According to the International Energy Agency, the amount of useful energy that human societies consumed in 2013 totaled 9.3 billion metric tons of oil equivalent (108,159 terawatt-hours). Of that total, 28 percent was used for transportation.
One resource dominates operational energy in the transportation sector: oil, from which we make different types of liquid fuels for our various vehicles. Gasoline fuels the vast majority of passenger cars (of which there are roughly a billion worldwide). Diesel powers trucks, buses, about half of the world’s trains, and some automobiles. Bunker oil fuels large ships, while most commercial aircraft burn aviation-grade kerosene.
About half of the world’s trains are electric (the proportion is much smaller in the U.S.), and electricity also powers subways, streetcars, and a growing number of electric buses, cars, and bicycles. But even so, nearly 93% of transportation is fueled by oil.
While most of the energy consumed by transportation is in the operation of vehicles, a great deal of energy—the vast majority of it from fossil fuels—is embodied in the manufacturing and maintenance of vehicles, roads, rails, parking structures, and airports. (This embodied energy is not accounted for in the transportation total above.)
Each typical automobile represents about 48 megawatt-hours (MWh) of embodied energy, or the equivalent of 29.5 barrels of oil. That means manufacturing the nearly 90 million new vehicles produced globally in 2014 required more energy than the amount of total renewable electricity produced in the world that year: 4,300 terawatt-hours (TWh) vs. 3,685 TWh.
Roads also embody large amounts of energy: the energy used in constructing one lane of road one kilometer in length is the equivalent of burning 23,000 gallons of conventional gasoline. Thus the global network of 65 million kilometers of paved roads represents about 1.5 trillion gallons of gasoline in embodied energy.
All this is to say that, even if we were able to substitute vehicles that run on petroleum—planes, trains, automobiles, and ships—with ones that ran on renewable electricity, we’d still have the challenge of substituting all the fossil fuels that go into their manufacture, maintenance, and disposal, along with the infrastructure (the roads, bridges, parking, etc.) that supports them.
Example: A Hybrid Electric Car
On the whole, passenger vehicles are getting more efficient (though, put in perspective, driving a car remains a woefully energy inefficient mode of transport)—with the average fuel efficiency of a new car sold in the U.S. now at a little over 25 mpg. In comparison, the most popular “green” car on the market—the Toyota Prius—gets double that. It’s a big improvement. But what about the energy needed for everything other than driving the car?
Manufacturing a Prius requires sourcing and transporting raw materials, including steel, glass, copper, cast aluminum, lithium, synthetic rubber, plastics, magnesium, and platinum. Electricity was used in some of these sourcing operations, but the overwhelming majority of the energy used was in the form of natural gas, oil, and coal.

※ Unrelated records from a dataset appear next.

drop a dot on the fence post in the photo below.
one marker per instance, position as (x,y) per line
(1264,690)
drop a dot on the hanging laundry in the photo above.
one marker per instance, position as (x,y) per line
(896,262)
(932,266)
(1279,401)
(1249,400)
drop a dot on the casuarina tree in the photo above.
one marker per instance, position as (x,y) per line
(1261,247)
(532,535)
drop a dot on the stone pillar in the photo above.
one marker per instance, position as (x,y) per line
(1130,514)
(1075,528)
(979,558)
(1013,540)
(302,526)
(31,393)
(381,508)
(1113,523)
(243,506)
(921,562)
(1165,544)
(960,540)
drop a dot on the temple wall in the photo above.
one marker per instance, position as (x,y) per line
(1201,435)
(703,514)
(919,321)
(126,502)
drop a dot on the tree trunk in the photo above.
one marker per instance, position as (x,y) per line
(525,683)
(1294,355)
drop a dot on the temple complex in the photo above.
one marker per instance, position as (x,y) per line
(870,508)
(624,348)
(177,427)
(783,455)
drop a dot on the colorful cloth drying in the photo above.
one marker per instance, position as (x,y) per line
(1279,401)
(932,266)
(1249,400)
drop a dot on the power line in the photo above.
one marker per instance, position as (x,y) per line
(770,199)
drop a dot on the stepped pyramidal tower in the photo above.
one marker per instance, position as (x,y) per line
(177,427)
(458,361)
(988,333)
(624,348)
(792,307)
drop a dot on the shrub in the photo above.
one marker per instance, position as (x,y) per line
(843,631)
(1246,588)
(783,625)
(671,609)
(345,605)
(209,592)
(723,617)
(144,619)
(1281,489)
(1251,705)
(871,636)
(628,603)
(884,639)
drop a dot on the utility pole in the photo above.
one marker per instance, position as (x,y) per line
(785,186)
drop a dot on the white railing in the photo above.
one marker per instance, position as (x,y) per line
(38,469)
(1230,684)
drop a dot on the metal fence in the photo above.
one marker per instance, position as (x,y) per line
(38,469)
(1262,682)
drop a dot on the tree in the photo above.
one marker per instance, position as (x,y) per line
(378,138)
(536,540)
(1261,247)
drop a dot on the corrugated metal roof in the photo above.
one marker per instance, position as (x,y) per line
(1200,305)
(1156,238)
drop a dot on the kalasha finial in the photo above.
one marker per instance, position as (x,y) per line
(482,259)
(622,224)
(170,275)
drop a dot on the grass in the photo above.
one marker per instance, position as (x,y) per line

The maintenance of the vehicle requires replacement parts, lubricating oil, tires, a repair facility (running largely on electricity), and transport of parts, oil, and tires (more oil). The tires are made of a synthetic rubber derived from oil, about one barrel of which goes into manufacturing each tire.
Although the Prius has an electric motor on board, it cannot be plugged in so as to charge its battery with electricity from an external source—instead, its battery charges from the kinetic energy captured while the vehicle is braking. Its electric function serves merely to increase its fuel efficiency. The car’s operational energy therefore comes entirely from gasoline.
We would not be able to operate the car if it were not for an extensive system of roads and bridges. National, state, and local governments spend enormous sums annually to build and repair these roads, using asphalt, steel, concrete, lumber, and aggregate; the energy fueling this road-building and repair activity is overwhelmingly from oil.
Finally, when the car reaches the end of its useful lifetime, it will require disposal at a facility dedicated to this purpose. Energy (in the forms of electricity and oil) will be expended in transporting the car, demolishing it, and recycling its components.